Henri Monnier, the French Hogarth, has provided us with such an admirable stereotype of the porter’s wife that we ask the reader, should he desire a description of Madame Pipelet, to call to mind the most repulsive, wrinkled, carbuncled, sordid, shabby, irascible, rancorous of women immortalized by this eminent artist.

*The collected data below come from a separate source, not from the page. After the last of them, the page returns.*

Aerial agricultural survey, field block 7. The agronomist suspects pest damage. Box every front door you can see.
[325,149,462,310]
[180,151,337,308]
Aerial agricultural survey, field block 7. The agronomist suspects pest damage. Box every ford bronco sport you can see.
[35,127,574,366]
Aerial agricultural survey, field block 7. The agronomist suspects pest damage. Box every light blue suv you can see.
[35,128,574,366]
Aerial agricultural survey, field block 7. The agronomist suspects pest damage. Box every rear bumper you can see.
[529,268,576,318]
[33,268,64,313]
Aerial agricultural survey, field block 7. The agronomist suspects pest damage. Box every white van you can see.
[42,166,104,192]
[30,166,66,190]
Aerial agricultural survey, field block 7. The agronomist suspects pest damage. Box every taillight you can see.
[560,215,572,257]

The only feature we would add to this ideal–an image marvelous in its veracity–would be a bizarre coiffure consisting primarily of a cropped wig, commonly known as a perruque à la Titus. Originally blonde, it had been altered by time with a quantity of red, yellow, brown and beige tones, which decorated, so to speak, an inextricable confusion of locks: hardened, stiff, upright, and entangled. It was a singular and ever-present ornament, which Madame Pipelet never removed from her sexagenarian head.

Seeing Rodolphe, Madame Pipelet, in a rough voice, uttered these sacramental words: “Where are you going?”

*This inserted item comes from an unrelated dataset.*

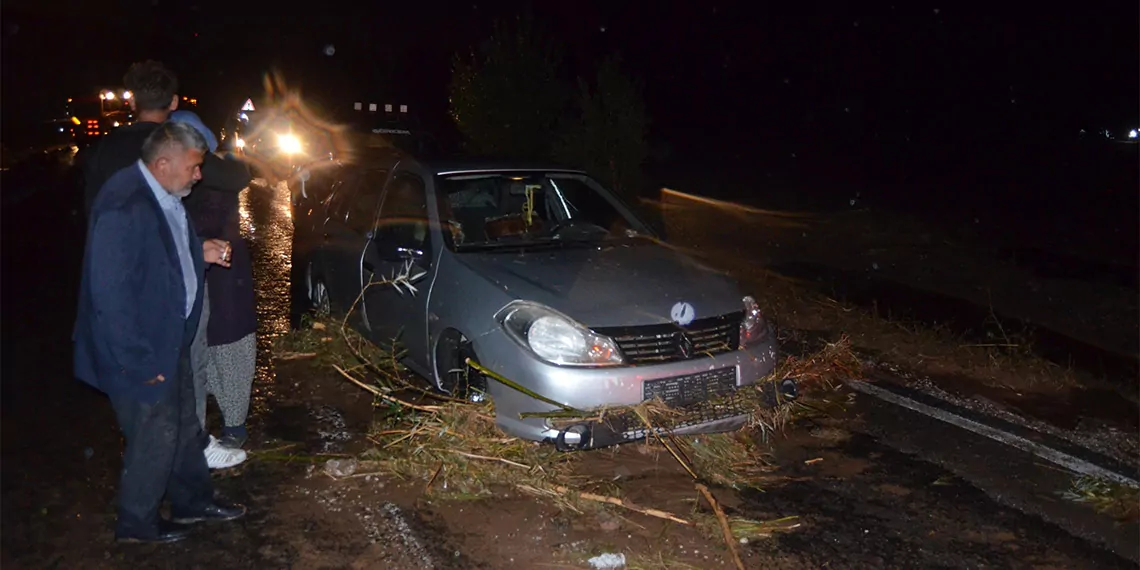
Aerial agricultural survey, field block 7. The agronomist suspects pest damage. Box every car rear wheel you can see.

“Madame, I believe there’s a room with a bath for rent in this house,” asked Rodolphe, emphasizing the word “Madame,” which was more than run-of-the-mill flattery to Madame Pipelet’s ears. Her response was somewhat less sharp:

“There’s a room for rent on the fourth floor, but you can’t see it. Alfred has gone out.”

“Your son, no doubt, Madame? Will he return soon?”

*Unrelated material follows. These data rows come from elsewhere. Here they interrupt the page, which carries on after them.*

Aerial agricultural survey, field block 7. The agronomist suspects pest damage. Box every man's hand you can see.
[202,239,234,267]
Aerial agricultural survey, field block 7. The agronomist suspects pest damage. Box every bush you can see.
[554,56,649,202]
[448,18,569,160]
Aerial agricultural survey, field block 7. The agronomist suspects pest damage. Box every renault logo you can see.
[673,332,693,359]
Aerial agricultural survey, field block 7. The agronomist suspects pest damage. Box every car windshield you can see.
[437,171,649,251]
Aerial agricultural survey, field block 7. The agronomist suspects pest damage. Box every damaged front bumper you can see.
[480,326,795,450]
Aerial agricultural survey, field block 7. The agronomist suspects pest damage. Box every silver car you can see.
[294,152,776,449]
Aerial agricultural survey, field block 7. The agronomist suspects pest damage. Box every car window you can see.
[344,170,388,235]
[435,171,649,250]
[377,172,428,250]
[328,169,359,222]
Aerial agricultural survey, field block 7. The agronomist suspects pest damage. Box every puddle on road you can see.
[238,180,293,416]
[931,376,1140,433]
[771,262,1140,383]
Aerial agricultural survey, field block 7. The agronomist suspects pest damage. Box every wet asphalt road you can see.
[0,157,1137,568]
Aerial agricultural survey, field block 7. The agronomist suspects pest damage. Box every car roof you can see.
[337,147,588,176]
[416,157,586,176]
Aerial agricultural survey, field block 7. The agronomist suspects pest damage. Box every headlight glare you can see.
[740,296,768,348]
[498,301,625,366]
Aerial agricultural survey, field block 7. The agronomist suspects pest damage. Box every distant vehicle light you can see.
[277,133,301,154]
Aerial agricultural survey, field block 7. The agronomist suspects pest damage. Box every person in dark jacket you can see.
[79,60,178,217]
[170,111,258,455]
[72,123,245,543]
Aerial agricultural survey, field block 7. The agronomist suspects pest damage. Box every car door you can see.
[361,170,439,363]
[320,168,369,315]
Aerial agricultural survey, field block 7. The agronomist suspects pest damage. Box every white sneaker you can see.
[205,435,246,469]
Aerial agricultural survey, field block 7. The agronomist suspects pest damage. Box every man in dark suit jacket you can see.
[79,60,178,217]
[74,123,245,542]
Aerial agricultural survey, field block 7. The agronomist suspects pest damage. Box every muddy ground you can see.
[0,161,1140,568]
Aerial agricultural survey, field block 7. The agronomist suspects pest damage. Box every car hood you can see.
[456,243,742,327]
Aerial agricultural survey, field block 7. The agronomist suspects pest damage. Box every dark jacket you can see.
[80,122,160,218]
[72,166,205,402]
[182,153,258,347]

“No, Monsieur, he is not my son, he’s my husband! And why shouldn’t Pipelet call himself Alfred?”

“He’s perfectly free to do so, Madame, but, if you’ll allow me, I’ll wait until he returns. I would very much like to rent the room. I find the neighborhood quite agreeable. The house as well, for it appears to be admirably well maintained. However, before seeing the room I wish to occupy, I would like to know if you, Madame, can take care of the housekeeping? As a rule I only rely on the concierge, providing they agree, of course.”

His proposal, expressed in such flattering terms–“concierge!”–completely won over Madame Pipelet.

“Why certainly, Monsieur, I’ll do your housekeeping. I’d be honored. For six francs a month you’ll be served like a prince.”

“Agreed for the six francs, Madame. Your name?”

“Pomone-Fortunée-Anastasie Pipelet.”

“Well, Madame Pipelet, I agree to the six francs a month for your wages. And if I like the room, what will it cost?”

“With the toilet, 150 francs a month, Monsieur, not a sou less. The prime tenant is a dog, a dog who could shear an egg.”

“And what is his name?”

“Bras-Rouge.”

Rodolphe shivered at the sound of the name and the memories it evoked.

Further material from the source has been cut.